Fastest Prime Number Generator on NFO! FIGHT!
Page 1 of 2 Goto page 1, 2  Next
paxsali
Banned



Posts: 18352

PostPosted: Sun, 4th Aug 2013 14:31    Post subject: Fastest Prime Number Generator on NFO! FIGHT!
Hi feggits,

how about we make a competition who will write the fastest prime number generator in his favorite programming language?

I go first to set to set the bar. Let's meassure the time it takes to calculate the first 10.000 primes.

CPU:
Code:
Processor Name: Intel Core 2 Duo
      Processor Speed: 2,66 GHz
      Number of Processors: 1


Performance:
~3353 primes per sec (for the first 10.000 only[1])
Code:
real   0m2.982s
user   0m2.890s
sys   0m0.059s


Language:
Python

Implementation/Compiler/Runtime:
PyPy

Code:
http://pastebin.com/qgEnH9HE
Come on guys, it's freaking sunday, there is nothing else you do anyways... Cute Pom Pom's
And because I start with Python, it's easier for all the JavaScripters and C++ers or maybe Java programmers to set the new highscore.

FIGHT!

1) obviously only valid for the first 10.000 primes, because since the densitiy of primes decreases as the numbers get bigger. So the longer you run your programm, the less primes / sec it will produce.


"There will be no end to the troubles of humanity, until philosophers become kings, or kings become philosophers.", Plato.
"Hyperbole will destroy us all.", Matt Dillahunty.
"The hyperbole, the demonization of the other opinion and the unwillingness to even read the opposing opinion destroys the so important political discussions necessary for the well functioning of society.", Couleur
Back to top
WhiteBarbarian




Posts: 6003
Location: Russia
PostPosted: Sun, 4th Aug 2013 21:45    Post subject:
Managed to come up with quite fast algorithm. Implemented in C, generates 10000 primes in about 0.018266 seconds on 2.2 GHz Intel Core 2 Duo.

Source

 Spoiler:
 


Back to top
paxsali
Banned



Posts: 18352

PostPosted: Sun, 4th Aug 2013 22:20    Post subject:
⁢⁢


Last edited by paxsali on Thu, 4th Jul 2024 22:05; edited 1 time in total
Back to top
BearishSun




Posts: 4484

PostPosted: Mon, 5th Aug 2013 00:45    Post subject:
78 milliseconds

http://pastebin.com/1h0jyVPp

It's not robust but it does the job Smile

Language: C++, Compiler: MSVC++


Last edited by BearishSun on Mon, 5th Aug 2013 00:47; edited 1 time in total
Back to top
WhiteBarbarian




Posts: 6003
Location: Russia
PostPosted: Mon, 5th Aug 2013 00:46    Post subject:
paxsali wrote:
Disqualified!

EDIT: you could have translated my program 1:1 into C and still be faster (presumably)...
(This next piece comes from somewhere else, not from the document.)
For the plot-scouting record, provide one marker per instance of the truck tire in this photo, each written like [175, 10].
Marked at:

Damn, with that edit you made me feel guilty Failed Troll I coded my "generator" during AI turns in Civ 5 just for a little bit of honest trolling Mobster with a Fag


Ok, adapted your code to C version

Source: http://pastebin.com/XP5vGLT2

Completes in about 1.848005 seconds, which gives about 5408 primes per second.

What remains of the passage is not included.